Yes. It's a wonderful roll-up opportunity with a wonderful management team. Todd and the team have been studying that space for the better part of 3 years. And we're patient to find the right one. And we think we have the right one. They have a tremendous track record of both organic growth and inorganic growth. And early days, but we don't see any signs of that slowing down. So we're quite pleased with that. Just another example of when our go-to-market strategy change and being very thematic within the verticals that we're participating in, that was a great example, right? That has been 1 of the 3 themes that the WEG team has been trying to figure out a way to deploy capital. They serve sort of the lower end of the wealth management market, sort of the $1 million to $5 million sort of average ticket size, which, as I'm sure you know, is a -- there's plenty of people in that category and plenty of businesses to roll up.
Okay. And then just one of the broader macro themes that's been unfolding this year has been labor shortages and certain supply chain issues. Are there any companies within your portfolio that might be kind of uniquely exposed to some of those challenges?
Yes. Where we're seeing the most challenges is businesses that sort of have a labor pool that are making in the $15 to $25 an hour range. It's been hard to get people to stay employed at those jobs. It's hard to recruit into those jobs. And we need to manage through it. But that's really where we're seeing the brunt of labor inflation within our own portfolio.
Our next question comes from the line of Scott Chan from Canaccord Genuity.
Just going back to the Wealth Investment Group. Bobby, you talked about your group studying the sector for a while. Is this something that you could potentially buy with your own capital, similar to like a Gluskin and the [ management ] in the U.S. marketplace?
No. This was done in the fund. So this was not a balance sheet deal. Could we look at that like a Gluskin sometime in the future? We could. But right now, we're not looking at other inorganic opportunities within the wealth space head corp.
And within WEG, when you participated in the deal, is there a significant opportunity for margin expansion as you grow organically and inorganically at this point?
Yes. I think in the beginning, it'll look a lot like USI. Look, I think we'll reinvest margin expansion back into the business to fuel growth and to fuel M&A. But certainly, you can manage it for margin expansion. In the near term, no, I would expect the margins to stay relatively flat as we continue to invest the profits back into the business.
Okay.

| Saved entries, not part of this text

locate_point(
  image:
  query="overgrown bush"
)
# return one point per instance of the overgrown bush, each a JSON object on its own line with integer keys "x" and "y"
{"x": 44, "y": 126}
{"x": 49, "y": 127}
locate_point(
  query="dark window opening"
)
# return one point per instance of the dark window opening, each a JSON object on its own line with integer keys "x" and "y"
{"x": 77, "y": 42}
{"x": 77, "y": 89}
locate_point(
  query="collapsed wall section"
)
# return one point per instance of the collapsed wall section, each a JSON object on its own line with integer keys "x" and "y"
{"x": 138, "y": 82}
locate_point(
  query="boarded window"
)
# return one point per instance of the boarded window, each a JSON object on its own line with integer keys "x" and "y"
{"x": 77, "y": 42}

And just lastly, I guess with Jason New, does that impact anything near term in terms of current fundraising activities on your credit strategies?
No. Well, maybe with one exception. We've built a really good team at Credit, and we have the talent at each one of the products to sort of not miss a beat. The fund that Jason was going to run himself or co-run himself, we may see a goal of a little bit lower goal in terms of AUM for the first-time fund. But we're going to keep the strategy, keep the team around Jason. That's the only short-term impact I see. But long term, I think we built a team to succeed. And we -- again, we totally support Jason and wish him well.
Can you remind me what strategy that was, Bobby?
OCS, Onex Credit Solutions. That's the opportunistic fund.
This does conclude the question-and-answer session of today's program. I'd like to hand the program back to management for any further remarks.
Thanks, everybody, and thanks to not only our shareholders and analysts but also to the team. The team really performed well, and our thanks go out to them. We appreciate everybody's support, and thank you always for that. The holidays look like they're right around the corner. I hope that everybody and their families enjoy those holidays, and above all, stay safe. Thanks very much.
Thank you for your participation in today's conference. This does conclude the program. You may now disconnect. Good day.